近年は、年輪年代法や放射性炭素年代測定法などで、古墳時代ひいては弥生時代の年代を遡らせて算定する傾向が出てきた。こうした自然科学的手法による数値は、幅がある数値を調整・評価することで求められるが、これまで検証がなされておらず、当時の炭素の濃度状況や日本列島の地理の特殊性などを考慮しないものだとして、批判も大きい。そうした手法による数値でも、古墳時代や弥生時代後期ごろまでは総じて100〜150年程度の遡上にとどまる傾向があるから、歴博の大幅な繰上げは、そこからでも突出していすぎる。いったい、弥生時代の終末期(=古墳時代の開始時期との境)をいつ頃までと歴博は考えて、その大幅に伸びた期間の土器変遷はどうだったと考えるのであろうか。これも含め、その期間の文化・文物はどうだったのだろうか。こうした視点が歴博見解にはまったく欠如している。
 
(3) 従来説に立ったときに、稲作農耕など弥生文化を裏付けて確実に弥生前期の土器とみられる遠賀川式土器が急速に西日本(伊勢湾、若狭湾以西の地域)に広がり、東北地方北部までの各地でもこれに影響をうけた同系とみられる土器(区別して「遠賀川系土器」ということもある)が発見されるようになって、「斉一性の強い土器が広範囲にわたって分布するのは、ごく短期間のうちに水田稲作を基盤とする弥生文化がこの地域に広がったことを意味している」という見方がなされるから、これは妥当な見方ではなかろうか。
 
 食糧生産としてもきわめて有為な稲作が数百年もかけて、ゆっくりと日本列島内に普及していったと考えるのは無理がある。そして、稲作の担い手は、江南から韓地南部を経て渡来した越人系の種族で海上交通に優れた技術を有したのだから、すくなくとも瀬戸内海を通じる近畿地方までの普及は早かったとみられる。稲作と遠賀川式土器のについての従来の「急速伝播説」は、現在でも妥当だと考えられる。越と越人の動向については、次ぎに述べる。
 
 東洋史研究者の岡田英弘氏も越人の役割を高く評価しており、その著『倭国』で、「越人の海上活動は、……燕人の朝鮮半島進出よりも一足早かったのだから、日本列島に弥生文化を持ち込んだのは、実は越人だったかも知れない」と記している。

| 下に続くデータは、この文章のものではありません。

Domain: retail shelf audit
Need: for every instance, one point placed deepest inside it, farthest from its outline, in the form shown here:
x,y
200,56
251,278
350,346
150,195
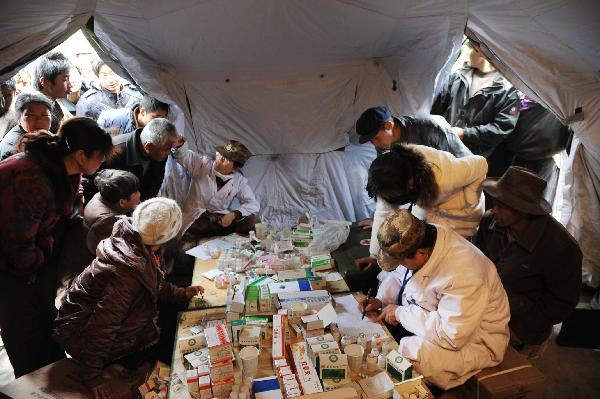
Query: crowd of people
x,y
88,246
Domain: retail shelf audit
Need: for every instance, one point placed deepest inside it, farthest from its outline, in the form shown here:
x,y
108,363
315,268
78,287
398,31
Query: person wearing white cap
x,y
110,310
446,295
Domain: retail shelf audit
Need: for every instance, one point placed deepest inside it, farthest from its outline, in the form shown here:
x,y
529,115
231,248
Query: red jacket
x,y
35,193
110,309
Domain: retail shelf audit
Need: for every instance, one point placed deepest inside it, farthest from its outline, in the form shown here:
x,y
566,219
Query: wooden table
x,y
215,297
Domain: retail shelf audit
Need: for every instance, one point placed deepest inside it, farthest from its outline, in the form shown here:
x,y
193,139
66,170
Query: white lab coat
x,y
457,308
460,204
203,195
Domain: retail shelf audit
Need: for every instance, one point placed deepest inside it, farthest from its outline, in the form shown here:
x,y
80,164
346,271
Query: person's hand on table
x,y
227,219
388,314
194,290
100,387
366,224
178,142
369,305
365,264
459,131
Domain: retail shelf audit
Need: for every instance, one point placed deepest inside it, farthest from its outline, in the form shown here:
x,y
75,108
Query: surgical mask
x,y
478,61
224,177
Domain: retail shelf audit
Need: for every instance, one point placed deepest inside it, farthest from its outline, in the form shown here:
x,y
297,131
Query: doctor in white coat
x,y
446,295
444,189
208,207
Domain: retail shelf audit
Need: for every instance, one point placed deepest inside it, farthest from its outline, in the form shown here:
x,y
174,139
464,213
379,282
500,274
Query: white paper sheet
x,y
204,250
212,274
349,319
335,276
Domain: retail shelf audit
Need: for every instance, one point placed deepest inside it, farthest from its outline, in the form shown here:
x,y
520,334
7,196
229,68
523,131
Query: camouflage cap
x,y
399,235
235,151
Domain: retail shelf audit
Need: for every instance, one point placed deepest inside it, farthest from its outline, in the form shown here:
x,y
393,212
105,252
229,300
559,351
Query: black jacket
x,y
129,157
487,117
429,131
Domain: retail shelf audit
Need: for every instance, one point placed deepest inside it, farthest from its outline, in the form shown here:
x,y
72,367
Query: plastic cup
x,y
249,357
354,352
298,309
261,231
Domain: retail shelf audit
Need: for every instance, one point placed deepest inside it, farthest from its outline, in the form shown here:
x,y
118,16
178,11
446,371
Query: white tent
x,y
289,78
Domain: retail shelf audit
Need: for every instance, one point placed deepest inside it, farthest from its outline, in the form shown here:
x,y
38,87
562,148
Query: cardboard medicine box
x,y
218,342
333,366
398,366
515,377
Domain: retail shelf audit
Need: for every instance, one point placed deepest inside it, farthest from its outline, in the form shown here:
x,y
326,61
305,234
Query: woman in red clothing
x,y
38,189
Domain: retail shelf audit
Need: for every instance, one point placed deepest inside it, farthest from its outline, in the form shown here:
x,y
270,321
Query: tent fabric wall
x,y
550,50
252,70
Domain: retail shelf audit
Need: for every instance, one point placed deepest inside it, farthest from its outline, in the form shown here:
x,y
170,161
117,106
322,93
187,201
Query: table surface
x,y
215,297
193,317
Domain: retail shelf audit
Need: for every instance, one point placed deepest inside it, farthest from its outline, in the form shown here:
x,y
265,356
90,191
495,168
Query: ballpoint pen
x,y
369,293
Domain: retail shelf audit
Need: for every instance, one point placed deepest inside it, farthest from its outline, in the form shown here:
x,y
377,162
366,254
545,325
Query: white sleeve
x,y
458,315
389,288
248,203
197,165
382,209
462,174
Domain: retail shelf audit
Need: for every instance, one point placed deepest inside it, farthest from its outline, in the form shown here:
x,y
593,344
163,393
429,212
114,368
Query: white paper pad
x,y
212,274
200,251
349,318
335,276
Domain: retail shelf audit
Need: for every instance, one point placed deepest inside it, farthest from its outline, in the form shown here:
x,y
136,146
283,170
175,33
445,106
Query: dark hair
x,y
74,134
151,104
27,98
116,184
390,174
10,83
428,240
49,67
97,64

 春秋時代後期から戦国時代にかけての越の動向を見ると、呉を滅ぼした越王勾践は、その都を現在の山東省の琅邪(一説に江蘇省連雲港)に遷し、諸侯と会盟して中原の覇者となった。この段階で、山東半島は越の領域におさめられた。紀元前333年頃、勾践の六世の子孫である無彊の代に、楚の威王の遠征によって無彊王は殺害され、越は楚に滅ぼされた。その際、一部の越王族が南方の?(現在の福建省地方)に逃れ、?越と呼ばれ弱小勢力になったとされるが、東方の黄海を経て韓地南部に逃れた集団があったことも、越の海上交通能力を考えるとありうることであった。もっとも、こうした越の滅亡以前にも、韓地には越人の勢力扶植があったとみられ、おそらく韓人の人種形成には越人という要素も基礎にあったのであろう。
 
 越の滅亡が、中国から韓地にかけての越人に大きな刺激を与え、これを契機として、越人の一部集団が日本列島まで到達したことは、想像に難くないし、多くの傍証があげられる。その場合、その到達時期は前四世紀の後半から前三世紀という期間ということになる。だから、従来の通説的な理解でも、若干早すぎるということでもある。

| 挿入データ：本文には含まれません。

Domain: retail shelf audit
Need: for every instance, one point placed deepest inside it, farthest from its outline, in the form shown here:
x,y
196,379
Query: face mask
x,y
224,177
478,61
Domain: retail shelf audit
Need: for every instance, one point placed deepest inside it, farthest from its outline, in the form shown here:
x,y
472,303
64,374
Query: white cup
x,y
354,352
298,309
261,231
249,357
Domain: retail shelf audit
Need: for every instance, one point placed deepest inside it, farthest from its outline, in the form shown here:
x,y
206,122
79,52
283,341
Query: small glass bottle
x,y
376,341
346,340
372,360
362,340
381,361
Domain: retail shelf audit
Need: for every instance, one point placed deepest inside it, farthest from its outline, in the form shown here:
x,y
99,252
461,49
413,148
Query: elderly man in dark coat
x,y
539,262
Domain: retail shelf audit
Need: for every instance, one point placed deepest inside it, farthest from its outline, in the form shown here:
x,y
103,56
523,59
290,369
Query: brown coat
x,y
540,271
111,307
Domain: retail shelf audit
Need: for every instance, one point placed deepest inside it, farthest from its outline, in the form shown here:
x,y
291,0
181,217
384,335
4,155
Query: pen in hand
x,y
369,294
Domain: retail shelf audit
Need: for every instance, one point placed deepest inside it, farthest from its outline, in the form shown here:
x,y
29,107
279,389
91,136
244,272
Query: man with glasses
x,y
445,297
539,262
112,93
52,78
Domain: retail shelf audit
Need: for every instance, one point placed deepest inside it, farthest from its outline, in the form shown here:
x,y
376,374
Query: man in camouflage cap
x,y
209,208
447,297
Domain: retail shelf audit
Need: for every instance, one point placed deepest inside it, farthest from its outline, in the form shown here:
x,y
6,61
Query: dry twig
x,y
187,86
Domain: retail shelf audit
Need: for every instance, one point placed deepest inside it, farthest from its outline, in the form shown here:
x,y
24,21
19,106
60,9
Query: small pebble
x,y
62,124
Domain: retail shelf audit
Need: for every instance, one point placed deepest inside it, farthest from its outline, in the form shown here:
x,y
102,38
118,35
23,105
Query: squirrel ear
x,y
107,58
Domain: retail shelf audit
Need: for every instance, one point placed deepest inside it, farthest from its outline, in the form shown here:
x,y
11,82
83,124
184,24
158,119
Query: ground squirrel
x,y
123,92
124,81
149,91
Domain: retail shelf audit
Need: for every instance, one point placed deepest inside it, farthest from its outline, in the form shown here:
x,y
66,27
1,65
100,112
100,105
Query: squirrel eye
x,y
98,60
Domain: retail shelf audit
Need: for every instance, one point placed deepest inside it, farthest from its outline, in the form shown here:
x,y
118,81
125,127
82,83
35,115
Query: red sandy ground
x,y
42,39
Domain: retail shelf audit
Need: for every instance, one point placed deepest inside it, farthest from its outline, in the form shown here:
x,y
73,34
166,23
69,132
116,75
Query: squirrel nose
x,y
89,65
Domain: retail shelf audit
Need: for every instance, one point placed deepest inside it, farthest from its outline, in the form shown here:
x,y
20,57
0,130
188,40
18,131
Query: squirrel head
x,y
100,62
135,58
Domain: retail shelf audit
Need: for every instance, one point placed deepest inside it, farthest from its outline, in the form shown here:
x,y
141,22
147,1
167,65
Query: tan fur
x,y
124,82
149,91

 青銅器技術では、越では銅の生成技術に優れ、1965年に湖北省江陵県望山一号墓より出土した銅剣は表面に硫化銅の皮膜が覆い錆びない状態で現在も保管されるといわれる。越人は竜蛇信仰をもつ夏王朝の流れを汲むと伝え、潜水漁法などの漁撈や海事に優れていた。『荘子』によると、当時の越の人々は頭は断髪、上半身は裸で入れ墨をしていたというが、この辺の習俗は『魏志倭人伝』に見える倭の水人の習俗に通じる。博多平野にあった奴国は、越人の嫡裔であったろうし、後漢の光武帝から下賜された金印には蛇鈕が付けられていた。

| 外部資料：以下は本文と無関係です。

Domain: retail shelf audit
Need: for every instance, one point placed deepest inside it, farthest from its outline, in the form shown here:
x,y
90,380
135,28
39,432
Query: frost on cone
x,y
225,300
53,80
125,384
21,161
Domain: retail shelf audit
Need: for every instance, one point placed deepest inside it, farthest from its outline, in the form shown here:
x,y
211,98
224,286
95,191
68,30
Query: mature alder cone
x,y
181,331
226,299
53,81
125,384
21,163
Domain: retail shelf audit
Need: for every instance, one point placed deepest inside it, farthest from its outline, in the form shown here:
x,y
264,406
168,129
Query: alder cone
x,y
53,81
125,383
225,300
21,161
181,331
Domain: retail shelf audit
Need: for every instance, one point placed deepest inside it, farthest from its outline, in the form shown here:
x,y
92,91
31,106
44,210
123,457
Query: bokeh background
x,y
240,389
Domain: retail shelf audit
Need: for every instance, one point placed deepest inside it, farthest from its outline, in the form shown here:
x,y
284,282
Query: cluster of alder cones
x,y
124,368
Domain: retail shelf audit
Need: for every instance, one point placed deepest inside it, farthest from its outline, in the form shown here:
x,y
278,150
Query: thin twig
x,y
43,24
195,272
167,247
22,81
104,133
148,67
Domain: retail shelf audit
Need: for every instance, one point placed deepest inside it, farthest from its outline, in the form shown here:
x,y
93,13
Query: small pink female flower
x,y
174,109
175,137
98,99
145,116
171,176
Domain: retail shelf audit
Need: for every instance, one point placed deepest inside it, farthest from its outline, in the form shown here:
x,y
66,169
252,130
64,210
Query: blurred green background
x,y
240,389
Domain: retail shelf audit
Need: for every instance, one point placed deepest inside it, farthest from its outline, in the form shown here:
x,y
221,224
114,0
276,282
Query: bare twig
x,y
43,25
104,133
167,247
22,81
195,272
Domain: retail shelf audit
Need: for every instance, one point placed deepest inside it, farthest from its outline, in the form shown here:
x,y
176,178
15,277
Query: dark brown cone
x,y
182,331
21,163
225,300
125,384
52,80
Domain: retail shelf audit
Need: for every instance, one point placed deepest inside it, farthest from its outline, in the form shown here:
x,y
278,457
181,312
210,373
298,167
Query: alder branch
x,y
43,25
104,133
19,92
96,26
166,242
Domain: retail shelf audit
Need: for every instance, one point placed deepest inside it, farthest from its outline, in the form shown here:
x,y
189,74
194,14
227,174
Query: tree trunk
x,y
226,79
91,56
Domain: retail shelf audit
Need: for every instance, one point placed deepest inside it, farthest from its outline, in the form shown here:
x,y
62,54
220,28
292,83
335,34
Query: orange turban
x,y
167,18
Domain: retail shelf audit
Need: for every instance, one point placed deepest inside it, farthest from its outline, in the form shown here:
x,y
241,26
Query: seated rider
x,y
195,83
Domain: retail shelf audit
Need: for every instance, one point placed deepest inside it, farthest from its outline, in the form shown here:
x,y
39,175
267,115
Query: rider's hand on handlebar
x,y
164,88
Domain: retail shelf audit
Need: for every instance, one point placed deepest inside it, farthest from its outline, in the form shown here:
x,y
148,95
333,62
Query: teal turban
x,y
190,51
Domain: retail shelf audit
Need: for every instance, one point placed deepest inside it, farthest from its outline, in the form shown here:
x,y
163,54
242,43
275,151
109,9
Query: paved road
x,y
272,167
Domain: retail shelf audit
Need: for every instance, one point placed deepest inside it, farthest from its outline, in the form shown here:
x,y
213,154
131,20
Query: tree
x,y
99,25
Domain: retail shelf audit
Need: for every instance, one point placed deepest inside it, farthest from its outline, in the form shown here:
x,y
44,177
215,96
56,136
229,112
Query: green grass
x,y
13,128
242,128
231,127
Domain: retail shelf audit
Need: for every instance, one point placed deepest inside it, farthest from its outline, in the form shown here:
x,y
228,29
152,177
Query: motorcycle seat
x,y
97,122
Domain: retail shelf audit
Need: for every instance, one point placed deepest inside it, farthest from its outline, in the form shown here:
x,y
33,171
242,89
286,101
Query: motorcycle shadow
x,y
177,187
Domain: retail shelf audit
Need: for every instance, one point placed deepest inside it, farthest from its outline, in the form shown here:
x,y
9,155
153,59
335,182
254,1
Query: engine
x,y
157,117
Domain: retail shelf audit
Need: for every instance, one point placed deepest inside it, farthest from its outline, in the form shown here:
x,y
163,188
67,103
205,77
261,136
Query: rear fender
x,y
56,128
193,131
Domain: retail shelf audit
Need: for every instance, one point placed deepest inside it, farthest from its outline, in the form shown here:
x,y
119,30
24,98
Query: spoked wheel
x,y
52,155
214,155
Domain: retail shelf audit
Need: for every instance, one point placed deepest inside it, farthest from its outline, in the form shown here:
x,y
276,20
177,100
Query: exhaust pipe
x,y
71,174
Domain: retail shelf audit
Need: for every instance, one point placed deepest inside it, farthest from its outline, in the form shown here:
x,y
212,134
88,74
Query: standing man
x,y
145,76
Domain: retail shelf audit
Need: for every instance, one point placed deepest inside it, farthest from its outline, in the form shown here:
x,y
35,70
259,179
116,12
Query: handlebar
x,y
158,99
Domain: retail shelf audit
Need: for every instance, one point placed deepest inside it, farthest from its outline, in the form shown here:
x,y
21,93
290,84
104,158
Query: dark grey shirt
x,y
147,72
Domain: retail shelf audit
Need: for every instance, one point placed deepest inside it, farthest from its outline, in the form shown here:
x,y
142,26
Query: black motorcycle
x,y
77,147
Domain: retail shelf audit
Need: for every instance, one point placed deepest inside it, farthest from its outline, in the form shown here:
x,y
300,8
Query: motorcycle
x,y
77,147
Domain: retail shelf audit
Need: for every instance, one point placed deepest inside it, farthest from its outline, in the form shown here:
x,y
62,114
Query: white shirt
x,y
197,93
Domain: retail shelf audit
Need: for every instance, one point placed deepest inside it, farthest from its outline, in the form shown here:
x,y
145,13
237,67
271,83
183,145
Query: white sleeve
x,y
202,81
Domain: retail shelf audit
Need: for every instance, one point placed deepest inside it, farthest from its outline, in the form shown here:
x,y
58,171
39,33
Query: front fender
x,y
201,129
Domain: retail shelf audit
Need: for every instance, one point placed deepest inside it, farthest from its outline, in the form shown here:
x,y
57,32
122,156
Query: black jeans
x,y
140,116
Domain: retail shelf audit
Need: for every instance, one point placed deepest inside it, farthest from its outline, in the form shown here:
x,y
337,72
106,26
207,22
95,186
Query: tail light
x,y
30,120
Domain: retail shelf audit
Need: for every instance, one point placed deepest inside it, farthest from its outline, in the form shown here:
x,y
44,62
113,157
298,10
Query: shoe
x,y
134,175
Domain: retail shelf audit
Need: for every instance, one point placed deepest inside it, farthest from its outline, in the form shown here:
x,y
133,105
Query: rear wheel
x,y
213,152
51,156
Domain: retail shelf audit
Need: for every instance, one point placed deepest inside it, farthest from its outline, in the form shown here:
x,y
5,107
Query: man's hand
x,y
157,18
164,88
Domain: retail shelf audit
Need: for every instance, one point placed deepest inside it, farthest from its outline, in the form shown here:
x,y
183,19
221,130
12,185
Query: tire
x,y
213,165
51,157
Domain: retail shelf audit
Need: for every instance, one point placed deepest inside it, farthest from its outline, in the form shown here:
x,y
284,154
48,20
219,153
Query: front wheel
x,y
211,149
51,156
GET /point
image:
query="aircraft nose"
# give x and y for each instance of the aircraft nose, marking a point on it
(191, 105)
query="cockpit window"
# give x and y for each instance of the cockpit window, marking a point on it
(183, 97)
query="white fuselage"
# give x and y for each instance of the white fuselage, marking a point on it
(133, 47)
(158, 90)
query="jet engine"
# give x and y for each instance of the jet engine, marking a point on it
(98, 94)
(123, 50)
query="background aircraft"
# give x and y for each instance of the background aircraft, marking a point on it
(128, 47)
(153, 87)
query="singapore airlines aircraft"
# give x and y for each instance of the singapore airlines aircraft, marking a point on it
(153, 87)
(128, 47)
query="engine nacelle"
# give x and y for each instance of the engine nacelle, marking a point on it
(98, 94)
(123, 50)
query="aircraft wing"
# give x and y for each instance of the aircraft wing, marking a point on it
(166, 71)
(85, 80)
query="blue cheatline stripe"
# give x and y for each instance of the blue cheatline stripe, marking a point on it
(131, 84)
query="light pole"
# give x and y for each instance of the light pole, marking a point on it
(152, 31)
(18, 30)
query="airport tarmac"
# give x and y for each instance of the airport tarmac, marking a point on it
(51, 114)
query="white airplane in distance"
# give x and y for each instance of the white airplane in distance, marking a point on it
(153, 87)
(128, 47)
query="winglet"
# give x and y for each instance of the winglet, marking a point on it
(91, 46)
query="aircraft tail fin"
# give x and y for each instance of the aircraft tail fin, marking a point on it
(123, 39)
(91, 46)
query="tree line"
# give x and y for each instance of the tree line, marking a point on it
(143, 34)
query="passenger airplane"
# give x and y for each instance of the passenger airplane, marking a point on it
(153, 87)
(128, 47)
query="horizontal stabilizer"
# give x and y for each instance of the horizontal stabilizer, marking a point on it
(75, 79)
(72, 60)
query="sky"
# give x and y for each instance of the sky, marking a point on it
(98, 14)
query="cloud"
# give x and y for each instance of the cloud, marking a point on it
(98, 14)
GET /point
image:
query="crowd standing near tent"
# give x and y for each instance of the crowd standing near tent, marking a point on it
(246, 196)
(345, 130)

 日本列島の古代氏族のなかでは、阿曇連などの阿曇氏族、春日臣などの和珥氏族、三輪君・鴨君などの三輪氏族、尾張連などの尾張氏族などでは、海神後裔と伝えたり海人性が強く、後世まで竜蛇信仰を持ち続けた。阿曇連や和珥支流には入れ墨の習俗があったことが記紀などの史料に見える。和珥氏族のワニとは古代江南に棲息した「鰐」に由来したものであった。竜蛇信仰は各種文献や神祇資料に見え、三輪山の神・大物主命は蛇の化身など多くの神々が竜蛇あるいは鰐として現れる。吉備の地、岡山県倉敷市矢部では、竜を立体的に表現した土器の出土もあるが、吉備地方に古代から繁衍した吉備臣一族も、三輪氏族の支流に出たものであった(和珥氏族や吉備氏族では、後に皇孫だと系譜仮冒した事情もある)。
 
 最後に、一応のとりまとめをしておくと、明確な年代指標が少ない古墳時代及び弥生時代の年代把握にあっては、多くの指標・資料を用いて総合的合理的に検討されるべきであって、そのなかで歴史の大きな流れを無視してはならない。自然科学的手法も年代把握の一つの方法として参考にすることは言うまでもないものの、そこで出てきた年代値だけに拠って、極端な年代論を主張するのは、きわめて乱暴な話である。